Originally from: David
Farmers will 'soon not grow food' Source: FWi 30 April 2003
By Farmers Weekly staff
TONY BLAIR'S rural advocate has told British farmers that food production could become a thing of the past in some areas.
Countryside Agency chairman Ewen Cameron said farmers had to become more broadly based rural entrepreneurs.
"In many parts of England, food production could become a thing of the past,\x{201D} he said.
"I suspect that in 10 or 20 years time people, and particularly politicians and policy makers, will no longer equate the countryside with farming for food."
Sir Ewen, a Somerset farmer and past president of the Country Landowners' Association, was speaking at the Royal Agricultural College, Cirencester.
His comments echo an agency report called the State of the Countryside 2020.
A triple track approach to agriculture would emerge in the future, he told his audience of former students.
Some farmers would choose to continue to produce basic commodities but they would be exposed to the world market place and its volatility, he said.
This meant they would have to become highly organised businessmen who perhaps co-operated with their neighbours to grow crops over the optimum area of land.
"Anything less than three or four thousand acres for each crop grown will probably not be sufficient," he warned.
"It probably means taking a block of 20,000 acres and planning out the cropping and responsibilities in a very precise and maybe hardhearted way."
Others farmers would decide to keep working on a smaller scale and turn to niche or local markets, said Sir Ewen.

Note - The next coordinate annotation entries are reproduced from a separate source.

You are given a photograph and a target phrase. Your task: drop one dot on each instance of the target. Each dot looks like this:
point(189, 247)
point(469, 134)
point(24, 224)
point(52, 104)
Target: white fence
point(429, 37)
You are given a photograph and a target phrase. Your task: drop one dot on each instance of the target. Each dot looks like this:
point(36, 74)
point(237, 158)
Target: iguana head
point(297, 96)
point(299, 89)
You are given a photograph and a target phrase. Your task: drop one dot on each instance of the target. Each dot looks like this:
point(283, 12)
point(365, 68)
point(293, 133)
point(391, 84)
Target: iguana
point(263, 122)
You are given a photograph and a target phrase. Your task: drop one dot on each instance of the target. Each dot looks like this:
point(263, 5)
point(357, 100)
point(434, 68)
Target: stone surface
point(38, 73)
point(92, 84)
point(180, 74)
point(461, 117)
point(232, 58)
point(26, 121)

Many of these would probably combine their farming with some kind of alternative enterprise such as tourism.
But the third way forward would involve farmers concentrating on land management with food production becoming very much secondary, he said.
Producers would look at opportunities such as leisure, crops for industry and biomass and land stewardship contracts.
These contracts need not necessarily be with central government or the EU, he said.
"They could be with your local councils or even the Royal Society for the Protection of Birds," he said.
"But very definitely a contract and not a subsidy."
Sir Ewen said if food production did become a thing of the past them it would transform the appearance of the countryside as well as its social makeup.
But farmers and land managers would be at the heart of rural economies.
"In such a brave new world there will be losers as well as winners. Many farmers will find it very hard to become business men and women.
"We must do all we can to ease the pain from the inevitable and essential restructuring of agriculture."